Vendredi soir, j'ai eu l'honneur de prononcer le "discours patriotique" dans le cadre de La fête nationale dans Villeray. Je vous le partage.
"Je suis né ici. J'ai grandi ici. Les rues de Villeray, ce sont les rues de mon enfance. Je suis allé à l'école St-Gérard, tout près. C'est dans cette école que j'ai appris à connaître le Québec, sa culture et son histoire. C’est dans cette école qu’on m’a inculqué le sens de la solidarité. C’est dans cette école que j’ai découvert, dans le contact avec les autres, la richesse de la diversité. Je m'en souviens comme si c'était hier. C'était une vraie école de quartier, typiquement montréalaise, typiquement québécoise : les parents se connaissaient, les enfants – de toutes origines – étaient entourés de professeurs dévoués, patients. Comme des millions d’enfants, j’ai reçu en cadeau le plus beau de ce que le Québec a à offrir: une éducation publique, gratuite, un quartier paisible où grandir.
En 2013, on a découvert que les murs de l’école St-Gérard était rongés par la moisissure. Les experts ont dit que c’était dangereux pour les enfants. Cette année-là, on a détruit l'école de mon enfance. Aujourd'hui, elle n'existe plus. Il ne reste plus qu'un immense trou.
Je ne sais pas vraiment pourquoi, mais à chaque fois que je passe devant les ruines de mon ancienne école, ça me rend triste. À chaque fois, j'ai l'impression que cette histoire illustre la direction que le Québec prend depuis quelques années. On dit que la manière dont une société traite ses enfants illustre la confiance qu'elle a en son propre avenir. Si on se fie à ce qui est arrivé à mon école, le Québec de 2016 n'est pas très optimiste.

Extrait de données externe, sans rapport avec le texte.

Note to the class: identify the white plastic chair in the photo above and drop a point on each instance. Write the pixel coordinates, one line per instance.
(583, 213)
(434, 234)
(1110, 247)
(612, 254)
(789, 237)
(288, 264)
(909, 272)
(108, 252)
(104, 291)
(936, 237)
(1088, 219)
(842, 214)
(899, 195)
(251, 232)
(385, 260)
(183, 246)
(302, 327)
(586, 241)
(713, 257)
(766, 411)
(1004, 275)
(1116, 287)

On coupe, on rationalise, on restreint, on comprime, mais qu'est-ce qu'on construit? Nous avons des cibles budgétaires, des objectifs de productivité, nous avons beaucoup d'états de comptes et de factures, mais où sont passés nos rêves de liberté?
Ce qui, aujourd'hui, menace le Québec, ce ne sont pas ceux qui sont nés ailleurs, ce ne sont pas ceux qui ont une langue maternelle différente. Ce qui menace notre culture et notre identité, ce ne sont pas ceux qui pratiquent telle ou telle religion. Non. Ce qui menace le Québec, c'est la destruction de toutes ces institutions où nous pouvons nous retrouver, ensemble, peu importe nos origines.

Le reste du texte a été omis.